Prove inequality with $e^x$ and $\ln$ on the same side The problem is to prove the following inequality:
$$ (e^x - 1) \ln(1+x) > x^2 , \quad\text{ for } x >0 $$
Let me introduce notation $f(x) > g(x)$.
At $x=0$ both sides are equal to $0$. So, to prove the inequality one could prove it not for original functions, but for their derivatives. Unfortunately, derivatives of the functions doesn't seem to simplify the situation at all.
I've also tried to substitute some parts of the original inequality with the new variable like this:


*

*$ z = e^x $;

*$ z = \ln(1+x) $.


Finally, I've tried to separate $e^x$ and $\ln(1+x)$ (which is the major obstacle for good differentiation) by dividing both sides of the inequality by one of these functions.
None of the above helped me to move significantly towards proof.
I'm kindly asking for your help. Both hints and complete solutions are very appreciated.
 A: With $f(x)=(\operatorname e^x-1)\ln(1+x)$ and $g(x)=x^2$ it is easy to show that $f(0)=g(0)$ and $f'(0)=g'(0)$ since all of these are equal to zero. Digging deeper we find that $f''(0)=g''(0)=2$, and finally we reach $f'''(0)=g'''(0)=0$. Now note that
$$
f'''(x)=(\operatorname e^x-1)\cdot\frac{2}{(1+x)^3}+\underbrace{3\operatorname e^x\cdot\frac{-1}{(1+x)^2}+3\operatorname e^x\cdot\frac1{1+x}}_{\text{greater than zero}}+\operatorname e^x\ln(1+x)>0
$$
for $x>0$, since we see that the negative contribution from the second term is clearly compensated by the positive contribution from the third term. The first and last terms above are clearly positive for $x>0$.
So working backwards we have $f'''(x)>g'''(x)$ implies $f''(x)>g''(x)$ implies $f'(x)>g'(x)$ implies $f(x)>g(x)$ for $x>0$.
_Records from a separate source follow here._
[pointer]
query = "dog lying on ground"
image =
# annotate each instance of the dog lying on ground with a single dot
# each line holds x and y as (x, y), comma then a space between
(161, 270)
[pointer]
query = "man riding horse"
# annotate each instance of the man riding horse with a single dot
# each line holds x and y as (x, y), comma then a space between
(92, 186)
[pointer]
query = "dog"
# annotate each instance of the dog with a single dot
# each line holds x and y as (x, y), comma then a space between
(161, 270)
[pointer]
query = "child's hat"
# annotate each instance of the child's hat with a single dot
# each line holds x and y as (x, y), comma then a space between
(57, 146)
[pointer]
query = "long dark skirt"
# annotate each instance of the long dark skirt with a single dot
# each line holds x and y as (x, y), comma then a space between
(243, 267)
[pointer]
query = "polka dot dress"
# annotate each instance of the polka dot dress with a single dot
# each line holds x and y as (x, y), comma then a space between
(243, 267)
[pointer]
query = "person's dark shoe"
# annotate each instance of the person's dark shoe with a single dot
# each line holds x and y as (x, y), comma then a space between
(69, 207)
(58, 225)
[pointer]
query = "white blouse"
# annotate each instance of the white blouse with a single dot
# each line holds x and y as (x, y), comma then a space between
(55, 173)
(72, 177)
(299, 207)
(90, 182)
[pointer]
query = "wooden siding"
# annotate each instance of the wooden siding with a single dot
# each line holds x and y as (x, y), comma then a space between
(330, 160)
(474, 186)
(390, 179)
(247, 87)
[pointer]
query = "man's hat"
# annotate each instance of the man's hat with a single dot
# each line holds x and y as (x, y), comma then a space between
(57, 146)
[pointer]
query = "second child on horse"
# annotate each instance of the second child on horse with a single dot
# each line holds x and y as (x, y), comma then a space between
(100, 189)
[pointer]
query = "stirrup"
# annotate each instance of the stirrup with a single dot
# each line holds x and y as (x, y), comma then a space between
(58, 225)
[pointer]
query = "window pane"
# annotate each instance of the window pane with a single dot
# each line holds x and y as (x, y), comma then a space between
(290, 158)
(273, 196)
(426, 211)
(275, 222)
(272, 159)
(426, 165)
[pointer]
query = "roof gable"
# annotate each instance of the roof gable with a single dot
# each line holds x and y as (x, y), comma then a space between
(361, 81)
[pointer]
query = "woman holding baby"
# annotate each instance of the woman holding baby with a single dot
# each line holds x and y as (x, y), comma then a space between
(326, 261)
Note that the principle for higher order derivatives of a product $p(x)q(x)$ is given as
$$
\begin{array}{ccc}
(p(x)q(x))'&=&p'(x)q(x)+p(x)q'(x)\\
(p(x)q(x))''&=&p''(x)q(x)+2p'(x)q'(x)+p(x)q''(x)\\
(p(x)q(x))'''&=&p'''(x)q(x)+3p''(x)q'(x)+3p'(x)q''(x)+p(x)q'''(x)\\
&\text{etc.}
\end{array}
$$
where the coefficients $1\ 1$ in the first row, $1\ 2\ 1$ in the second, and $1\ 3\ 3\ 1$ in the third row are the renowned binomial coefficients. So with $p(x)=(\operatorname e^x-1)$ and $f(x)=\ln(1+x)$ this enables us to compute derivatives of $f(x)=p(x)q(x)$ efficiently.
A: Let $A(x,e^x-1)$, $B(x,-\ln(1+x)$ and $O(0,0)$.
Now easy to see that $\measuredangle AOB>90^{\circ}$ and we are done!
A: $e^x-1\geq x+\dfrac{x^2}{2}+\dfrac{x^3}{6}$ and $\ln(1+x)\geq\dfrac{x}{1+x}$ for $x>0$.